If God had chosen me to be the first man instead of Adam, I would have never fallen for Eve’s “try it, you’ll like it” line. Naked lady or no naked lady, I would not have messed up Creation for a stupid apple or whatever fruit she was playing temptress with.
However, had Eve turned to me with a double-dip strawberry cheesecake ice cream cone (waffle cone, of course) and said, “Cool your wisdom teeth on this,” humankind would have been doomed.
Of all the taste temptations available, ice cream is my favorite. To paraphrase Will Rogers, I’ve never met an ice cream I haven’t liked.
My habit began early. On Saturday nights, Dad sometimes brought home a half-gallon of ice cream for a weekend treat. Back in those days the little freezer cubicle at the top of the old Frigidaire wouldn’t store much so we (thankfully) had to eat the entire half gallon in one or two sittings.
By the time I was old enough for a newspaper route, I was hooked.
Beatty’s Dairy on Main Street in Jewell served up an enormous soft-serve cone for just a dime. While waiting for the afternoon newspapers to arrive, I frequently enjoyed one of those 10-cent ice cream cones. That, and the fresh 5-cent glazed donuts from Champion’s Bakery, explains why I never seemed to have much money from the newspaper route and why no one ever nicknamed me “Skinny.”
The habit continued to the point of addiction that afflicts me to this day.
To me, ice cream on the dessert menu makes a good meal a great meal and a so-so meal a good meal. Some folks prefer a slice of pie after a meal, but I don’t consider pie a dessert. Pie is pie. Pie ala mode, however, is a dessert. Pie without ice cream is like mashed potatoes without gravy.

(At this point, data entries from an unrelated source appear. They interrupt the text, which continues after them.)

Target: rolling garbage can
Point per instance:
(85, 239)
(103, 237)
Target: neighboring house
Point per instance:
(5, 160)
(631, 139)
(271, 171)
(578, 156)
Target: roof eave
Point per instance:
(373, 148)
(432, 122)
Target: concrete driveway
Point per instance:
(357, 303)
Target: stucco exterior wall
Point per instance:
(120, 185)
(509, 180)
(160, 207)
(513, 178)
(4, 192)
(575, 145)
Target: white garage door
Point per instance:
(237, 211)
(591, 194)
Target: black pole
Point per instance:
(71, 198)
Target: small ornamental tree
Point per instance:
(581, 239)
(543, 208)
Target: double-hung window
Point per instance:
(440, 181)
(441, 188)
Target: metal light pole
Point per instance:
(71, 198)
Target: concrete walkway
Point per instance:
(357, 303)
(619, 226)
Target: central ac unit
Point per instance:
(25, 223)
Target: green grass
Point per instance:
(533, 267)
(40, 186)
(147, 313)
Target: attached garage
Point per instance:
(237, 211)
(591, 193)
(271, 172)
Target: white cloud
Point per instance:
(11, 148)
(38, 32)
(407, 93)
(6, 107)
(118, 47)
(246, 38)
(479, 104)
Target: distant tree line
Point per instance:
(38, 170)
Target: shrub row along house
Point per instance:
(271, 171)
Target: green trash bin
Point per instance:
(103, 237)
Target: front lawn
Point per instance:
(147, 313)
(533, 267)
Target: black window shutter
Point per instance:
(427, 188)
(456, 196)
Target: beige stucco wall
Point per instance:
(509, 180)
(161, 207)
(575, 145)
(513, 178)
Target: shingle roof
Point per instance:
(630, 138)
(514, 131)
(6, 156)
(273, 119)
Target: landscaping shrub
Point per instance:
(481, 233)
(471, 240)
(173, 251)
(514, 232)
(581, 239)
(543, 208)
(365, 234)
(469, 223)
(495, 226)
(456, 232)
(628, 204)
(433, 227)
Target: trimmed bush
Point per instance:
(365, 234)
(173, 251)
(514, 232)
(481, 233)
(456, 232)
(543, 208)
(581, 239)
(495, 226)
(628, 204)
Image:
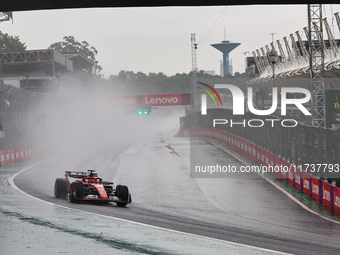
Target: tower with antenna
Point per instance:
(225, 47)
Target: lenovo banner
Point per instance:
(161, 100)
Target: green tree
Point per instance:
(70, 45)
(9, 43)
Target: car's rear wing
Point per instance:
(74, 174)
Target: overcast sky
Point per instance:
(158, 39)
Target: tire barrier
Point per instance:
(319, 190)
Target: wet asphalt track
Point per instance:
(244, 210)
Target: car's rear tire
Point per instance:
(122, 192)
(61, 188)
(76, 192)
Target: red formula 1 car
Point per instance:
(89, 187)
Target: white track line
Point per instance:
(275, 185)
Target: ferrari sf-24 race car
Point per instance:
(89, 187)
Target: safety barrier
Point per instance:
(12, 156)
(320, 190)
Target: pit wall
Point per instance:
(13, 156)
(319, 190)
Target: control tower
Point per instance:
(225, 47)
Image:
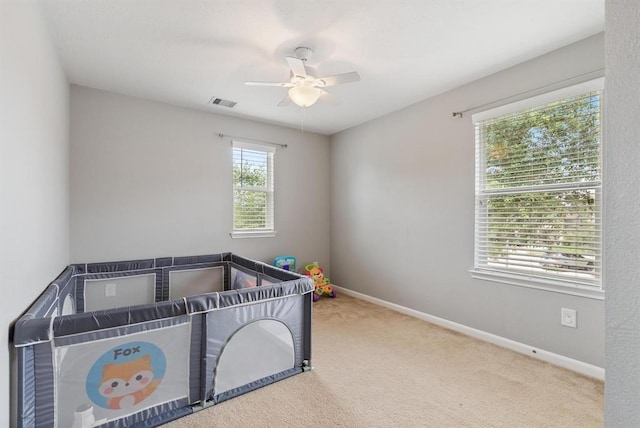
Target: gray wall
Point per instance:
(34, 165)
(402, 213)
(150, 179)
(622, 209)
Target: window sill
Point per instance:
(539, 283)
(253, 234)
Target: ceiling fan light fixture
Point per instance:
(304, 95)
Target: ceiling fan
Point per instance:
(305, 88)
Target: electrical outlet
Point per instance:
(569, 317)
(110, 289)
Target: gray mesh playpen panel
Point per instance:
(191, 282)
(238, 365)
(115, 292)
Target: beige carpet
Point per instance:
(374, 367)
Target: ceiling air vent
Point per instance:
(222, 103)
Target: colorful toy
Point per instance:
(323, 286)
(285, 262)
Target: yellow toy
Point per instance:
(322, 283)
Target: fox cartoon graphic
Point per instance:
(127, 384)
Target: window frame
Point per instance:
(524, 279)
(269, 190)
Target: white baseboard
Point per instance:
(549, 357)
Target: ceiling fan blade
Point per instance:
(337, 79)
(329, 98)
(280, 84)
(285, 102)
(297, 66)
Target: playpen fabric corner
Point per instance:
(144, 342)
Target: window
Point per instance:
(253, 208)
(538, 191)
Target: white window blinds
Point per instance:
(538, 189)
(253, 189)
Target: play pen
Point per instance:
(147, 341)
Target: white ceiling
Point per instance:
(184, 52)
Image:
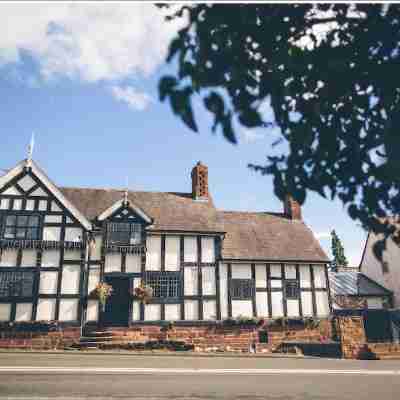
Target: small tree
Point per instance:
(339, 259)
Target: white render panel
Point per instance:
(92, 311)
(42, 205)
(172, 312)
(112, 262)
(93, 279)
(290, 272)
(191, 281)
(74, 255)
(208, 281)
(261, 276)
(153, 256)
(242, 308)
(306, 303)
(191, 310)
(5, 311)
(30, 205)
(8, 258)
(48, 282)
(172, 253)
(262, 304)
(26, 183)
(277, 304)
(39, 192)
(96, 248)
(70, 279)
(23, 312)
(305, 276)
(319, 276)
(53, 219)
(209, 310)
(374, 302)
(4, 204)
(52, 233)
(207, 249)
(321, 298)
(275, 271)
(292, 307)
(17, 204)
(241, 271)
(73, 235)
(190, 249)
(223, 290)
(28, 258)
(133, 263)
(68, 310)
(51, 258)
(46, 310)
(152, 312)
(136, 311)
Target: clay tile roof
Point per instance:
(268, 236)
(249, 236)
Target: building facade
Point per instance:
(203, 264)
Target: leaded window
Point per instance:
(16, 283)
(292, 291)
(165, 284)
(124, 233)
(242, 289)
(21, 226)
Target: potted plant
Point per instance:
(103, 292)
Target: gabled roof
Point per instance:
(119, 204)
(19, 168)
(268, 236)
(355, 284)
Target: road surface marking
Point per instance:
(195, 371)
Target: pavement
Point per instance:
(114, 376)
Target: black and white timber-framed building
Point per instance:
(203, 264)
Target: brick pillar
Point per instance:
(200, 182)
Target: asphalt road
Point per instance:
(76, 376)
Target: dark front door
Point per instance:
(117, 306)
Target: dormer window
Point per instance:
(20, 226)
(124, 233)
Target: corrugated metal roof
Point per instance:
(354, 284)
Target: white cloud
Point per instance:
(92, 42)
(136, 100)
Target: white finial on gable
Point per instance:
(30, 151)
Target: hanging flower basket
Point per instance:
(103, 292)
(143, 292)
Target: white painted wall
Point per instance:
(133, 263)
(242, 308)
(208, 281)
(8, 258)
(112, 262)
(5, 311)
(70, 279)
(223, 291)
(207, 249)
(172, 253)
(48, 282)
(23, 312)
(191, 310)
(190, 249)
(46, 310)
(51, 258)
(153, 255)
(68, 310)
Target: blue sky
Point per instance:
(84, 79)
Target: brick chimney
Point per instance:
(200, 182)
(291, 208)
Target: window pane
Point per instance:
(22, 220)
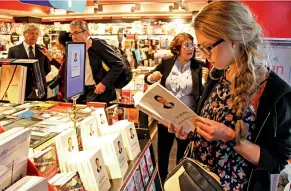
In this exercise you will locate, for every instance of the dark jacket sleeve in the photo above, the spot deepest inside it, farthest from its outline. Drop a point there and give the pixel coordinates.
(47, 66)
(108, 55)
(274, 159)
(11, 53)
(157, 68)
(55, 63)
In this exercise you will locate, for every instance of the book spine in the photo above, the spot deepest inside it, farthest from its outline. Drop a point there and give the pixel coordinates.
(159, 119)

Back in the 1990s I made frequent business trips to Illinois with a colleague who enjoys ice cream as much as I do. We knew the best ice cream places along I-80 from Des Moines to the Quad Cities.
In the early 2000s, another job had me traveling the entire state, and on my travels I discovered good ice cream places all over Iowa.
Years ago our family spent nearly an hour one night searching for a Haagen Dazs ice cream store in Kansas City’s Country Club Plaza district. My addicted mind told me that I had seen a Haagen Dazs store there on a previous visit. Alas, the search was unsuccessful.
Those of us who relish ice cream can thank Marco Polo for introducing the frozen delicacy to Western civilization. He reportedly returned from the Far East in 1295 with a recipe for something that apparently resembled sherbet.
It is believed that in the early part of the 16th century, the recipe was refined when Italian cooks added milk, creating ice cream. I love Italy! Any country that gives the world Sophia Loren, pizza and ice cream is all right by me!
Ice cream addicts can be proud of America’s ice cream heritage.
According to an article I read some time ago, George Washington was served ice cream by Mrs. Alexander Hamilton at a dinner at her place in 1789. He liked it so much he installed what he called “a cream machine for making ice” back at Mount Vernon.
I wonder if George ever made cherry nut ice cream?
We ice cream aficionados can also take pride in a great female American ice cream hero — Nancy Johnson of New Jersey. She is reported to have invented the hand-operated ice cream freezer in 1845. Bless her heart!
Homemade, hand-packed, in a carton or pail, soft serve, frozen yogurt, frozen custard, vanilla, chocolate, maple nut — it’s all good. And since it’s dairy — one of the basic food groups — I consider ice cream health food.
Meanwhile, back in the Garden of Eden, imagine the problems that ice cream would have caused. Knowing what ice cream can do to the body, I can imagine Eve scolding, “For pity’s sake, Adam, you’re going to have to cut down on all that ice cream. Do you realize how many leaves it takes to cover your backside these days? Leaves don’t grow on trees, you know!”